Depuis trois décennies, Wolfgang Cramer n’a cessé de sonner l’alarme sur l’extinction des espèces, l’impact de l’élévation du niveau de la mer et la complexité croissante, sinon l’impossibilité, de s’adapter à ces menaces. Cet écologue et directeur de recherche à l’Organisation nationale pour la recherche scientifique (CNRS), a, pendant ces trente années consigné ces dangers dans les documents du Groupe intergouvernemental d’experts sur l’évolution du climat (GIEC). Cependant, en dépit de ses efforts, il a vu avec incapacité, l’augmentation des émissions de gaz à effet de serre et le déclin de la biodiversité. Malgré cela, une chose a changé : fin 2022, le chercheur a rejoint le groupe de désobéissance civile, nommé Scientifiques en rébellion. À l’âge de 67 ans, il a pris la parole pour la première fois lors d’une manifestation le 11 mai pour contester les plans de construction de grands réservoirs d’eau dans le Puy-de-Dôme.
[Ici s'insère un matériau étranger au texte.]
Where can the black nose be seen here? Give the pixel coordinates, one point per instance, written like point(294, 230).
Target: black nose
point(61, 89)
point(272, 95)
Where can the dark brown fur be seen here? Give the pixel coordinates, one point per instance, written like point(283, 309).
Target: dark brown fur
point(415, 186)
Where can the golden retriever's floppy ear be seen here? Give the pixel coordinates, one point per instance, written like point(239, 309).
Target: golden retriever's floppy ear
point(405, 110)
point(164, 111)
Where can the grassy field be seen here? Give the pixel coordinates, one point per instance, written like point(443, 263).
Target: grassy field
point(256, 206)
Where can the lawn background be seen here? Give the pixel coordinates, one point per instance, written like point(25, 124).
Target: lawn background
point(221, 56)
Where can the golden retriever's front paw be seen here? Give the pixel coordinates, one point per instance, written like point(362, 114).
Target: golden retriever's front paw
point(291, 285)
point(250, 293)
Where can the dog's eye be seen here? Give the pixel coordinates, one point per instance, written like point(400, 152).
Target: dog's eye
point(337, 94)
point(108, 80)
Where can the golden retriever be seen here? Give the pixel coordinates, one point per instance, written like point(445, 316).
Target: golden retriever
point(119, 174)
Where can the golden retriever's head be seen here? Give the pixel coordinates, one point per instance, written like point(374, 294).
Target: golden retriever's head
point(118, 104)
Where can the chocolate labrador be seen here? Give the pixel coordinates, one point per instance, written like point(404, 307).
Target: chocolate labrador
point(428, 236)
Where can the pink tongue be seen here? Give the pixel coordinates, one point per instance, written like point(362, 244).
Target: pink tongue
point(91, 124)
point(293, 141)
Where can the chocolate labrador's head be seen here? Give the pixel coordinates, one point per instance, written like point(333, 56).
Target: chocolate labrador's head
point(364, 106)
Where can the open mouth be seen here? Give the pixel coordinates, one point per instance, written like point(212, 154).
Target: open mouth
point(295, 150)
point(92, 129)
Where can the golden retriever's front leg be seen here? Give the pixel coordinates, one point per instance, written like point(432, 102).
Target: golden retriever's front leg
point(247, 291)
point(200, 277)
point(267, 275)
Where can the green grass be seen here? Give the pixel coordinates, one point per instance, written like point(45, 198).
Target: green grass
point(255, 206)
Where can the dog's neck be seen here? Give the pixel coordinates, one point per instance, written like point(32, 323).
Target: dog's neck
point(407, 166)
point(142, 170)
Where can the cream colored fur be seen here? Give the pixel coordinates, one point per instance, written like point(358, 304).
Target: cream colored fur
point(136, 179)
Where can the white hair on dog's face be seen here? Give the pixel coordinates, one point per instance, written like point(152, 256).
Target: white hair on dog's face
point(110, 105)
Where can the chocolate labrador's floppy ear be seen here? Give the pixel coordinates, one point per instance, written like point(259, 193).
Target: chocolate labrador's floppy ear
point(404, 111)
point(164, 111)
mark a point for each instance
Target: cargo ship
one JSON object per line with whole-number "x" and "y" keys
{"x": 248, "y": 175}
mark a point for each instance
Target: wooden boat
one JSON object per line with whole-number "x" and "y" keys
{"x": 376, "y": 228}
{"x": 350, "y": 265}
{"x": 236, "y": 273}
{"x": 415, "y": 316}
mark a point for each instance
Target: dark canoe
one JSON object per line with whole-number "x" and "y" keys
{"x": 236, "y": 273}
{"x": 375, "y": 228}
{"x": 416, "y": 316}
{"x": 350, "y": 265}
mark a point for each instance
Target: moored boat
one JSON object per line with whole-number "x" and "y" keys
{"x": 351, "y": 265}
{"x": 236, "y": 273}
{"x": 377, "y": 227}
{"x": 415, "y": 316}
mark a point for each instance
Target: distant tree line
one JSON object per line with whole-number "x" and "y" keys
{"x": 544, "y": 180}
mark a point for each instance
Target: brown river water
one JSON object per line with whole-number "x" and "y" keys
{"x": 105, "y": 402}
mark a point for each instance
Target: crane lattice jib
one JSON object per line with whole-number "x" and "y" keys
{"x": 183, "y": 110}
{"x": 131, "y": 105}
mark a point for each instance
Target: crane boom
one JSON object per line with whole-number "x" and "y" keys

« Pendant toutes ces années, nous avons commis une grave erreur. Nous n’avons pas su montrer aux gens, sous prétexte d’une science neutre mal comprise, que nous vivions une crise profonde », a exprimé le chercheur de l’Institut méditerranéen de biodiversité et écologie marine et continentale. Il envisage maintenant d’« intensifier son discours », de montrer qu’il est « profondément affecté » pour que d’autres le soient aussi. Il a décidé de ne plus hésiter à nommer les « sources de la crise »: l’industrie polluante, l’agriculture intensive et les SUV.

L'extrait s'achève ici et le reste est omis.